PlayerUnknown’s Battlegrounds to bez wątpienia jedna z najpopularniejszych gier tego roku. Tylko na pececie dorobiła się ponad 25 mln użytkowników, a wydaną niedawno wersję na Xboxa One, kupiło ponad 3 mln osób. Dodam, że wersję na PC możecie dostać w atrakcyjnej cenie na tej stronie.

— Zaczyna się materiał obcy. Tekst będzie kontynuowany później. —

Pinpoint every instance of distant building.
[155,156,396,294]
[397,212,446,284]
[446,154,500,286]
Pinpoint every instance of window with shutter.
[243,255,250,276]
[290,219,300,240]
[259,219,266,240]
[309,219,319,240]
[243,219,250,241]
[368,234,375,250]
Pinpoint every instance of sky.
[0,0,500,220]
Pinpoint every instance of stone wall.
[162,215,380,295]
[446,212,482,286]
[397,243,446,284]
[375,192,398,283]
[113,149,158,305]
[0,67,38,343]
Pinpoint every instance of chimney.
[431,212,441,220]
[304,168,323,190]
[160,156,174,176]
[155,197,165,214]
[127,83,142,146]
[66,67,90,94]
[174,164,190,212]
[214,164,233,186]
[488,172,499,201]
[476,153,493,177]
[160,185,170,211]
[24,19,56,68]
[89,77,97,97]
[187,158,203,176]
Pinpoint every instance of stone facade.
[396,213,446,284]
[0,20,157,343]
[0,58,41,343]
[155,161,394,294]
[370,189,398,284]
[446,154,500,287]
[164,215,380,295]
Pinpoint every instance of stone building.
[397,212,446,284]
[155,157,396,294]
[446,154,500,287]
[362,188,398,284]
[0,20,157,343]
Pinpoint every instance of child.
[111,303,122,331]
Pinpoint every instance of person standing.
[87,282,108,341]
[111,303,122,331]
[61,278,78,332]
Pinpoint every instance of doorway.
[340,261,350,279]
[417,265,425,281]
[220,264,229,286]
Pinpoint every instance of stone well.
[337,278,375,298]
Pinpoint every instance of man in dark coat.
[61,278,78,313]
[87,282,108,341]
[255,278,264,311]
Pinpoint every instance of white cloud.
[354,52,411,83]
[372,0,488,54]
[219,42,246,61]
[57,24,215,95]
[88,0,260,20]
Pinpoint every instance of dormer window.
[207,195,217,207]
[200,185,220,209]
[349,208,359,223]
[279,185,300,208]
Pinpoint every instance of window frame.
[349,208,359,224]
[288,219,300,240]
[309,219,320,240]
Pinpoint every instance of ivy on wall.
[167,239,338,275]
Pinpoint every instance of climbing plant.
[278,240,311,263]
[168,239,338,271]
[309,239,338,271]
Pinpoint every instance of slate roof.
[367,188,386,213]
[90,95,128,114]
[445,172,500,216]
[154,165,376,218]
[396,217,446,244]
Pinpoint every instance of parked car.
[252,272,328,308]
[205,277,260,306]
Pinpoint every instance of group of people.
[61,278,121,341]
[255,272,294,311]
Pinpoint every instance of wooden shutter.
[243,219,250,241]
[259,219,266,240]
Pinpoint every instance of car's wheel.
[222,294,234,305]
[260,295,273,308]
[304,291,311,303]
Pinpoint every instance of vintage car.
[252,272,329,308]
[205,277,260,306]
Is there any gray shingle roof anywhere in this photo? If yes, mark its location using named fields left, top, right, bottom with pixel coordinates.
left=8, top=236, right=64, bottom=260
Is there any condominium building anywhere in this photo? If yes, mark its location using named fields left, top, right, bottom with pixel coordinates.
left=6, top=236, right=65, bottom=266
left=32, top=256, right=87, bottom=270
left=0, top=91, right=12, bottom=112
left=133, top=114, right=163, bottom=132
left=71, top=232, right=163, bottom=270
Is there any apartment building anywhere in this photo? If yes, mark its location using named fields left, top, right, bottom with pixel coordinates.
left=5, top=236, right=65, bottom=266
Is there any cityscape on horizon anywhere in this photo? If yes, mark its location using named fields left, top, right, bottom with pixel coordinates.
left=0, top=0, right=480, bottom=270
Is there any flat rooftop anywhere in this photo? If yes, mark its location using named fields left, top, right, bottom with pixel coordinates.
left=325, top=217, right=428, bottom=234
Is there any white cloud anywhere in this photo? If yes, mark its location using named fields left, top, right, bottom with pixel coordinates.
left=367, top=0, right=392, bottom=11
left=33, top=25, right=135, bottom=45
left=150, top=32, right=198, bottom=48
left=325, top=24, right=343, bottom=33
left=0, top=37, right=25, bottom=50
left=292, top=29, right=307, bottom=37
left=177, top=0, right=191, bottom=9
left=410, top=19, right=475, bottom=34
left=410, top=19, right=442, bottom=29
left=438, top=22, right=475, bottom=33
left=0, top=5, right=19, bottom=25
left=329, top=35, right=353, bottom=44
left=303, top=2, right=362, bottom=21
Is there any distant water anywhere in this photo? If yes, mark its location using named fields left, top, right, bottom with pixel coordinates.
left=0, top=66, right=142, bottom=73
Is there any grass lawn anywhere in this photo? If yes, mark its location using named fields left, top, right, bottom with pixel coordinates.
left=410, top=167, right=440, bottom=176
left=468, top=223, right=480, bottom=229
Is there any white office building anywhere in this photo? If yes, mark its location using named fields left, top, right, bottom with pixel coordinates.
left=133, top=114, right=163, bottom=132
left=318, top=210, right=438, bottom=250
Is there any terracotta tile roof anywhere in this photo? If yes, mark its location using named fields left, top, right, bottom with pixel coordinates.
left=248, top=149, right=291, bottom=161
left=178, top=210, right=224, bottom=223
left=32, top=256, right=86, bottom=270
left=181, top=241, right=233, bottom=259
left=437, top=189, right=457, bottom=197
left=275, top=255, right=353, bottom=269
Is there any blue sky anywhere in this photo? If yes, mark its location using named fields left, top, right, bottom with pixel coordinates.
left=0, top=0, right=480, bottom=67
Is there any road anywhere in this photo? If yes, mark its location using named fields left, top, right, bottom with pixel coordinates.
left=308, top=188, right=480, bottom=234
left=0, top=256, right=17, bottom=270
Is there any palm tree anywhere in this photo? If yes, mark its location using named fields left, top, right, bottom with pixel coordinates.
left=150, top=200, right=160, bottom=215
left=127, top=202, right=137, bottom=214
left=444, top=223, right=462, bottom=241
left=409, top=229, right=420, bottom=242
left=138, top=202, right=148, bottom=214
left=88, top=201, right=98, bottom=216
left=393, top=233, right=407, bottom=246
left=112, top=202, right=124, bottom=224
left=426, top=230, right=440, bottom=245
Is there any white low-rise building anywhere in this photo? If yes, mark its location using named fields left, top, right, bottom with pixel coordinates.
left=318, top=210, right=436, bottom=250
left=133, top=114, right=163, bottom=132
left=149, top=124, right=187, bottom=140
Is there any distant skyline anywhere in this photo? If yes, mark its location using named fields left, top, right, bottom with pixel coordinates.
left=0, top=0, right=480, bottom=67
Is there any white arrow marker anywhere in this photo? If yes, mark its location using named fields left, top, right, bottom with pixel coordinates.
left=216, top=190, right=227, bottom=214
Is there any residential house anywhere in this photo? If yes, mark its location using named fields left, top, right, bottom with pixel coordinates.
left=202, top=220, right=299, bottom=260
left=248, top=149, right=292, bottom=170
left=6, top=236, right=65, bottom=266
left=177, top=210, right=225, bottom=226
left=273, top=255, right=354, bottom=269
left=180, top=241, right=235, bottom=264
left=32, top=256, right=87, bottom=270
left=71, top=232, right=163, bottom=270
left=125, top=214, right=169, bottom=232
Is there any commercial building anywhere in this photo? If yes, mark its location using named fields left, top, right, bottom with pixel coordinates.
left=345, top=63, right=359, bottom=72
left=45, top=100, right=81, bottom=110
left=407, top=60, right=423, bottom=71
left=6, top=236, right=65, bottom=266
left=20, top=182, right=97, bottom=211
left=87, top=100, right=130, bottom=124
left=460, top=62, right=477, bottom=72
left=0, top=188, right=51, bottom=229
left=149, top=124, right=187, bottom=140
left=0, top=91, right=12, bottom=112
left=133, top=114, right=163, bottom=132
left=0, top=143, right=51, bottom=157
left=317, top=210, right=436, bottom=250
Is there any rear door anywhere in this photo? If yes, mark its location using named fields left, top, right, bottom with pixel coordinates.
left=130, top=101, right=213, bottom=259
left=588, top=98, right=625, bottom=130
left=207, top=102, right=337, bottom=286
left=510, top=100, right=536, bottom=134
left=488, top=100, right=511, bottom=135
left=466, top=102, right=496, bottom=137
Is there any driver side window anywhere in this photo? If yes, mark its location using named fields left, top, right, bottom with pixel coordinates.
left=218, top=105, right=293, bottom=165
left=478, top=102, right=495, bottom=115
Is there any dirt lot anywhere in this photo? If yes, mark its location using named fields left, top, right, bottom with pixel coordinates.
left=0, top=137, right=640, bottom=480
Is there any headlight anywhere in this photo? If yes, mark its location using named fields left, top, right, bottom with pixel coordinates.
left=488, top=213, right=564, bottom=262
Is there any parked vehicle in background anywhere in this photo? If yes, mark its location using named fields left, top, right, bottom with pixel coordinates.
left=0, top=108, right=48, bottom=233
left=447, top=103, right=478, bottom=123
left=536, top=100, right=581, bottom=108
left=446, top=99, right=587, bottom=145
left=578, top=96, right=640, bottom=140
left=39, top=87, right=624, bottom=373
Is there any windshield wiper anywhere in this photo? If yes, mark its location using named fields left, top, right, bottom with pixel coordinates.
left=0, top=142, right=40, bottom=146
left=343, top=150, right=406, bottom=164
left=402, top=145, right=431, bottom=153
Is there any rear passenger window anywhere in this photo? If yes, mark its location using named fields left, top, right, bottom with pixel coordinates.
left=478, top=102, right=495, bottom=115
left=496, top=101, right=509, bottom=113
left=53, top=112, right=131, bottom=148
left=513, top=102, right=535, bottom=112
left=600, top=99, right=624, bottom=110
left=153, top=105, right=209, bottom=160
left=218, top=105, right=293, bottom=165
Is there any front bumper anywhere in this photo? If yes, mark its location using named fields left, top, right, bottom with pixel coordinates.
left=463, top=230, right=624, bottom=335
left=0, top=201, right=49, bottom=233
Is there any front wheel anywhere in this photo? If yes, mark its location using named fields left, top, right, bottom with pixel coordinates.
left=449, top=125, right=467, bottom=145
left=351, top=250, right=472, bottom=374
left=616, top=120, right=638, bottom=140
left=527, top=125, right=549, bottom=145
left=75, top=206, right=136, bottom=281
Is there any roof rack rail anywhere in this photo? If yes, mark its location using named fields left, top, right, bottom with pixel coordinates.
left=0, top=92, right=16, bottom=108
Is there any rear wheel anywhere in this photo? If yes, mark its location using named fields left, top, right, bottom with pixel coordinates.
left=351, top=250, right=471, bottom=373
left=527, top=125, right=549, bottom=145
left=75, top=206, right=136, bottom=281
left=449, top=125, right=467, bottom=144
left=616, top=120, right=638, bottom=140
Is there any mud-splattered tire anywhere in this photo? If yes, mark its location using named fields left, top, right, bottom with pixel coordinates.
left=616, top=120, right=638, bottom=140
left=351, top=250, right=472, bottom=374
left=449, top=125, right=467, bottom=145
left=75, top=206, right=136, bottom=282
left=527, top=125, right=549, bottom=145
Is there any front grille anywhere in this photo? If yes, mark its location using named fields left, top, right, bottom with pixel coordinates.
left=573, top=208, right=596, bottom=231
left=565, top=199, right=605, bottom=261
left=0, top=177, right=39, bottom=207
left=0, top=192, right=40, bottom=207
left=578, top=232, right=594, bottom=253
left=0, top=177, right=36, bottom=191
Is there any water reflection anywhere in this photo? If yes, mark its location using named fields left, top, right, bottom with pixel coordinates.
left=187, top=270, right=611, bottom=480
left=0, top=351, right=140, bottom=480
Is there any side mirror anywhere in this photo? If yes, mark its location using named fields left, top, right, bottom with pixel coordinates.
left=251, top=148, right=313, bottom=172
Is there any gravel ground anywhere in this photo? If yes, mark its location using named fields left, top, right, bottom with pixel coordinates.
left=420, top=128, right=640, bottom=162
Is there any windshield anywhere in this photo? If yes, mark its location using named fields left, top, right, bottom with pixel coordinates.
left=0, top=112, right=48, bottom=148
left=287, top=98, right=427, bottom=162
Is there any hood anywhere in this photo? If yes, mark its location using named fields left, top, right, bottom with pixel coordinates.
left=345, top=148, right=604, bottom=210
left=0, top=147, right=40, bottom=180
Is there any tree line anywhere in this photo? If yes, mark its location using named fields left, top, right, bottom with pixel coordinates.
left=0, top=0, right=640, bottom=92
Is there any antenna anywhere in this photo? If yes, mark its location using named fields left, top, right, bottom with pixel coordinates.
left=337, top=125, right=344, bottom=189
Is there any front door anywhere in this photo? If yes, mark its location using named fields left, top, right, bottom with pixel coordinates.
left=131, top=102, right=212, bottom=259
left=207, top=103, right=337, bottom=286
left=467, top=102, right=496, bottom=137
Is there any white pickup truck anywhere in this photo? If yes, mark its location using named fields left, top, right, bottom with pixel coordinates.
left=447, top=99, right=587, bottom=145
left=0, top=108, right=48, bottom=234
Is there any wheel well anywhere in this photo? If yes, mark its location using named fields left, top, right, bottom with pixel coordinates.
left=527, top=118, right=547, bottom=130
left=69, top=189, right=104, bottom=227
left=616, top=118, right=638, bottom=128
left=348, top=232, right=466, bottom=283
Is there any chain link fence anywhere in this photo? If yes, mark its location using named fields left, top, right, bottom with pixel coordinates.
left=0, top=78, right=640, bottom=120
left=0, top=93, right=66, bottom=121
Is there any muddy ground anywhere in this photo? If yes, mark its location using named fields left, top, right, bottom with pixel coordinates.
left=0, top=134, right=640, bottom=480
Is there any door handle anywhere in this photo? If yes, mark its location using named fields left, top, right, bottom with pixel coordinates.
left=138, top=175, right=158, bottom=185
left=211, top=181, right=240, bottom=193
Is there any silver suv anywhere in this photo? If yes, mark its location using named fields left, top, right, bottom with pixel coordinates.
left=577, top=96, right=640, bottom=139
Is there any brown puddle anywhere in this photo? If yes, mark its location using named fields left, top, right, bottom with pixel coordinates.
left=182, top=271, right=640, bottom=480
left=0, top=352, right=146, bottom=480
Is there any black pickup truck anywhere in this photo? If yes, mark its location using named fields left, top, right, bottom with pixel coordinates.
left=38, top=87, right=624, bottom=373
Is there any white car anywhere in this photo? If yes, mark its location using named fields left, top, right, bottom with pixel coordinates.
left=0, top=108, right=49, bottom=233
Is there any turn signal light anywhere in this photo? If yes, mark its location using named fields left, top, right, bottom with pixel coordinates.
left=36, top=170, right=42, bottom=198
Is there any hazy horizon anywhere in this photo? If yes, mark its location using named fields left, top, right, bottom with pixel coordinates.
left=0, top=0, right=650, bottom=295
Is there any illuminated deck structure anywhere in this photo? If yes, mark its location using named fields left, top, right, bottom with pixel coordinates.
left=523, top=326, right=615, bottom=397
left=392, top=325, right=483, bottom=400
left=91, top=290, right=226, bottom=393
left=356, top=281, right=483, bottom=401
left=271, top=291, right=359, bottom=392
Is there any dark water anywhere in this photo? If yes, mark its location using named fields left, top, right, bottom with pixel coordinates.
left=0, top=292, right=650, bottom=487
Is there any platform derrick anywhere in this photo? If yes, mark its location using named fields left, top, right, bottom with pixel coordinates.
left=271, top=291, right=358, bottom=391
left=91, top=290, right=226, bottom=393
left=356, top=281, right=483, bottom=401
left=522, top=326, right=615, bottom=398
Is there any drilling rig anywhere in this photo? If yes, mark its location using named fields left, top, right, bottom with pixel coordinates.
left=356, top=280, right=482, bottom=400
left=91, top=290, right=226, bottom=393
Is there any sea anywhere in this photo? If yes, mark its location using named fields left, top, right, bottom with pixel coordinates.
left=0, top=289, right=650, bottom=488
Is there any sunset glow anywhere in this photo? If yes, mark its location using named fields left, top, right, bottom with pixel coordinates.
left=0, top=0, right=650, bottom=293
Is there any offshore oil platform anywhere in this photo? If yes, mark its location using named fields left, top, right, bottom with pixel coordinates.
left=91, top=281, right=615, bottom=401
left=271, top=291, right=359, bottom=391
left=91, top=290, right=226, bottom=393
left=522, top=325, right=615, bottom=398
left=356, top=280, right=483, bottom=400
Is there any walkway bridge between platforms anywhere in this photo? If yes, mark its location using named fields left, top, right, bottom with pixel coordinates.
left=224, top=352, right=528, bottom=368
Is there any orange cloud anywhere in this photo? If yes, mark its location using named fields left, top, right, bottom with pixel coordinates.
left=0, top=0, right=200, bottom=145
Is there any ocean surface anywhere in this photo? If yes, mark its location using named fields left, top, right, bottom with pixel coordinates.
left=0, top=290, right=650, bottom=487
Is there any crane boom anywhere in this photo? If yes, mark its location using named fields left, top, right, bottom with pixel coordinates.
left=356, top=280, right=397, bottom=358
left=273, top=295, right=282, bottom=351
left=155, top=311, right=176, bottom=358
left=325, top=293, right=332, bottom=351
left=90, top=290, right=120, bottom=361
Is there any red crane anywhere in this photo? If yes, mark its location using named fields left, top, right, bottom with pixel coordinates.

Niestety strzelanka ma też gigantyczny problem z cheaterami. Wiele osób chciałoby zajmować wysokie miejsca w rankingach, lecz brak im umiejętności. Dlatego chętnie kupują programy, które im to umożliwiają. Ze względu na dużą popularność tytułu, rynek na cheaty jest więc bardzo duży. Ich tworzeniem zajmują się więc wyspecjalizowane grupy, zarabiające na tym miliony dolarów.
Chińska policja, wspólnie z firmą Tencent, która niebawem wyda grę na tamtejszym rynku, rozbiła właśnie szajkę przestępców, zajmującą się sprzedażą cheatów. Udało się dokonać aresztowania 120 osób podejrzewanych o tworzenie oprogramowania dającego nieuczciwą przewagę.
Ich oferta była bardzo szeroka i można było w niej znaleźć aimboty ułatwiające celowanie, a także narzędzia pozwalające widzieć przez ściany. Szczególną popularnością cieszył się program Jue Ying, oferowany w cenie 15 dolarów, zapewniający m.in., widok z lotu ptaka na pole bitwy. W ten sposób gracz doskonale widział pozycje przeciwników.
Przestępcy zarabiają na produkcji cheatów do PUBG gigantyczne pieniądze. Autorzy poinformowali niedawno, ze dotychczas zbanowali 1,5 mln kont, czyli niemal 6 % wszystkich użytkowników strzelanki. A nie wiadomo jeszcze ilu użytkowników gry korzysta z takiego nielegalnego oprogramowania.
Jest to więc lukratywny biznes, a to oznacza, że ciężko będzie z nim walczyć.